我正在尝试从大约 400mb 的 csv 文件中提取一些数据并将其保存到数据库中以供本地查询。这是免费提供的 ip2location lite 数据库,我尝试将其导入的数据库是嵌入式 nedb .
require('dotenv').load()
const fs = require('fs')
const csv = require('csv-parse')
const es = require('event-stream')
const Datastore = require('nedb')
const BatchStream = require('batch-stream')
const db = new Datastore({ filename: process.env.DB_PATH, autoload: true })
const debug = require('debug')('setup')
function massage ([ipLo, ipHi, cc, country, area, city, lat, lng]) {
return { ipLo, ipHi, cc, country, area, city, lat, lng }
}
function setup () {
let qty = 0
return new Promise((resolve, reject) => {
fs.createReadStream(process.env.IP2LOCATION_PATH)
// read and parse csv
.pipe(csv())
// batch it up
.pipe(new BatchStream({ size: 100 }))
// write it into the database
.pipe(es.map((batch, cb) => {
// massage and persist it
db.insert(batch.map(massage), _ => {
qty += batch.length
if (qty % 100 === 0)
debug(`Inserted ${qty} documents…`)
cb.apply(this, arguments)
})
}))
.on('end', resolve)
.on('error', reject)
})
}
module.exports = setup
if (!module.parent) {
debug('Setting up geo database…')
setup()
.then(_ => debug('done!'))
.catch(err => debug('there was an error :/', err))
}
大约 75000 个条目后,我收到以下错误:
<--- Last few GCs --->
80091 ms: Mark-sweep 1372.0 (1435.0) -> 1371.7 (1435.0) MB, 1174.6 / 0 ms (+ 1.4 ms in 1 steps since start of marking, biggest step 1.4 ms) [allocation failure] [GC in old space requested].

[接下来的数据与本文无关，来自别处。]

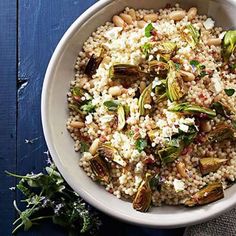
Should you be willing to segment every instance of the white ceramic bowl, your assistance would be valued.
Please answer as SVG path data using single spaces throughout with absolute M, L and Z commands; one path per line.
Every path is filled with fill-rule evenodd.
M 100 0 L 82 14 L 67 30 L 49 63 L 42 92 L 42 123 L 46 142 L 59 171 L 88 203 L 99 210 L 130 223 L 151 227 L 173 228 L 209 220 L 236 204 L 236 185 L 226 190 L 225 198 L 215 203 L 196 207 L 153 207 L 148 213 L 132 209 L 129 202 L 117 199 L 94 183 L 78 165 L 79 154 L 74 152 L 74 141 L 66 130 L 67 97 L 74 64 L 83 42 L 89 35 L 126 6 L 133 8 L 164 7 L 165 0 Z M 212 16 L 216 24 L 226 29 L 236 28 L 236 2 L 178 1 L 183 8 L 197 6 L 201 14 Z

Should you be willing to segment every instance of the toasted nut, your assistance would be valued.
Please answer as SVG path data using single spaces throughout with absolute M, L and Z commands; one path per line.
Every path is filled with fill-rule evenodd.
M 186 12 L 183 10 L 172 11 L 169 14 L 169 18 L 171 20 L 176 20 L 176 21 L 182 20 L 185 16 L 186 16 Z
M 220 38 L 210 38 L 206 41 L 206 44 L 208 46 L 211 46 L 211 45 L 220 46 L 221 45 L 221 39 Z
M 146 83 L 144 81 L 141 81 L 139 85 L 140 93 L 142 93 L 145 88 L 146 88 Z
M 89 148 L 89 152 L 91 153 L 91 155 L 95 155 L 99 146 L 99 138 L 95 139 L 92 143 L 92 145 Z
M 121 86 L 110 87 L 108 93 L 113 97 L 120 96 L 122 94 L 122 88 Z
M 83 87 L 88 82 L 88 78 L 82 77 L 79 79 L 80 87 Z
M 133 23 L 132 17 L 128 14 L 121 13 L 120 17 L 128 24 L 131 25 Z
M 80 129 L 80 128 L 84 127 L 84 123 L 81 122 L 81 121 L 72 121 L 70 123 L 70 126 L 73 127 L 73 128 L 76 128 L 76 129 Z
M 137 25 L 138 25 L 139 29 L 142 29 L 146 25 L 146 21 L 140 20 L 137 22 Z
M 193 81 L 195 79 L 195 76 L 193 73 L 190 73 L 190 72 L 187 72 L 187 71 L 184 71 L 184 70 L 180 70 L 179 71 L 180 75 L 183 76 L 183 80 L 185 82 L 190 82 L 190 81 Z
M 125 26 L 125 22 L 123 21 L 123 19 L 117 15 L 113 16 L 112 21 L 115 24 L 115 26 L 117 26 L 117 27 L 124 27 Z
M 210 122 L 209 121 L 201 121 L 200 129 L 201 129 L 201 131 L 206 132 L 206 133 L 210 132 L 211 131 Z
M 151 22 L 155 22 L 158 19 L 157 14 L 153 13 L 153 14 L 148 14 L 145 15 L 143 18 L 146 22 L 151 21 Z
M 132 17 L 133 20 L 136 20 L 136 13 L 134 9 L 129 10 L 129 15 Z
M 188 13 L 187 13 L 188 20 L 194 19 L 196 15 L 197 15 L 197 8 L 196 7 L 191 7 L 188 10 Z
M 111 61 L 111 58 L 109 56 L 106 56 L 106 57 L 103 58 L 102 63 L 108 64 L 110 61 Z
M 185 169 L 185 164 L 183 162 L 178 162 L 176 167 L 177 167 L 177 170 L 178 170 L 179 174 L 183 178 L 187 178 L 188 177 L 188 175 L 186 173 L 186 169 Z

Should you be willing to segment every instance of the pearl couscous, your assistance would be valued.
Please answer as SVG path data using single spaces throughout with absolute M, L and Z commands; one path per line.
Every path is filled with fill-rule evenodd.
M 222 198 L 236 178 L 235 45 L 178 4 L 127 7 L 92 33 L 68 93 L 87 175 L 139 211 Z

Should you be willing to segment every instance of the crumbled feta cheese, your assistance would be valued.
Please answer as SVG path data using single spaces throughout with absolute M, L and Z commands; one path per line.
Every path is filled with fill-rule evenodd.
M 214 72 L 211 79 L 211 90 L 216 94 L 220 93 L 224 87 L 218 72 Z
M 176 193 L 183 191 L 185 188 L 184 182 L 179 179 L 174 179 L 173 185 Z
M 211 18 L 207 18 L 206 21 L 203 22 L 203 25 L 206 30 L 210 30 L 213 29 L 215 21 L 213 21 Z
M 158 79 L 158 77 L 155 77 L 155 79 L 152 82 L 152 88 L 154 89 L 156 86 L 160 84 L 161 84 L 161 81 Z
M 169 138 L 172 136 L 173 131 L 170 127 L 166 126 L 166 127 L 163 127 L 162 134 L 163 134 L 163 137 Z
M 91 124 L 93 122 L 92 114 L 89 114 L 85 117 L 85 124 Z
M 114 27 L 111 30 L 107 31 L 104 34 L 104 37 L 107 38 L 108 40 L 117 39 L 119 32 L 121 32 L 122 30 L 123 30 L 122 27 Z
M 226 31 L 223 31 L 222 33 L 220 33 L 219 38 L 220 38 L 220 39 L 223 39 L 224 36 L 225 36 L 225 34 L 226 34 Z
M 123 167 L 125 167 L 126 164 L 127 164 L 127 163 L 121 158 L 121 156 L 118 155 L 118 154 L 115 154 L 115 155 L 114 155 L 113 161 L 116 162 L 116 163 L 118 163 L 119 165 L 121 165 L 121 166 L 123 166 Z
M 135 173 L 141 173 L 143 171 L 143 163 L 140 161 L 135 166 L 134 172 Z
M 152 109 L 152 106 L 150 104 L 144 104 L 144 108 L 150 110 L 150 109 Z
M 114 115 L 105 115 L 105 116 L 100 117 L 99 120 L 102 124 L 105 124 L 105 123 L 112 121 L 113 117 L 114 117 Z
M 185 125 L 185 124 L 180 124 L 179 129 L 182 130 L 183 132 L 187 133 L 188 129 L 189 129 L 189 126 Z

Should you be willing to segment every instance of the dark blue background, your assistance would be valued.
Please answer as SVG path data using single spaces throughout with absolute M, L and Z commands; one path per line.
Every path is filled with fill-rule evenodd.
M 11 235 L 16 217 L 10 191 L 16 180 L 4 170 L 26 174 L 46 165 L 40 96 L 49 59 L 71 23 L 95 0 L 0 0 L 0 235 Z M 27 143 L 26 140 L 33 140 Z M 128 225 L 102 215 L 101 235 L 182 235 Z M 66 235 L 50 223 L 17 235 Z

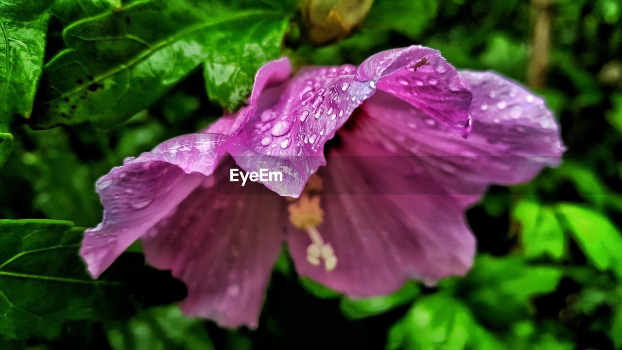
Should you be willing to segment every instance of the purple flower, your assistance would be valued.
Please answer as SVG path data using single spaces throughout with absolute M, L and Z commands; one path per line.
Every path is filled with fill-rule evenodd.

81108 ms: Mark-sweep 1371.7 (1435.0) -> 1371.6 (1435.0) MB, 1017.2 / 0 ms [last resort gc].
82158 ms: Mark-sweep 1371.6 (1435.0) -> 1371.6 (1435.0) MB, 1049.9 / 0 ms [last resort gc].
<--- JS stacktrace --->
==== JS stack trace =========================================
Security context: 0x4e36fec9e31 <JS Object>
1: substr [native string.js:~320] [pc=0xdab4e7f1185] (this=0x35500e175a29 <Very long string[65537]>,Q=50,am=65487)
2: __write [/Users/arnold/Develop/mount-meru/node_modules/csv-parse/lib/index.js:304] [pc=0xdab4e7b8f98] (this=0x350ff4f97991 <JS Object>,chars=0x35500e175a29 <Very long string[65537]>,end=0x4e36fe04299 <false>,callback=0x4e36fe04189 <undefined>)
3: arguments adaptor fra...
FATAL ERROR: CALL_AND_RETRY_LAST Allocation failed - JavaScript heap out of memory
1: node::Abort() [/usr/local/Cellar/node/6.3.1/bin/node]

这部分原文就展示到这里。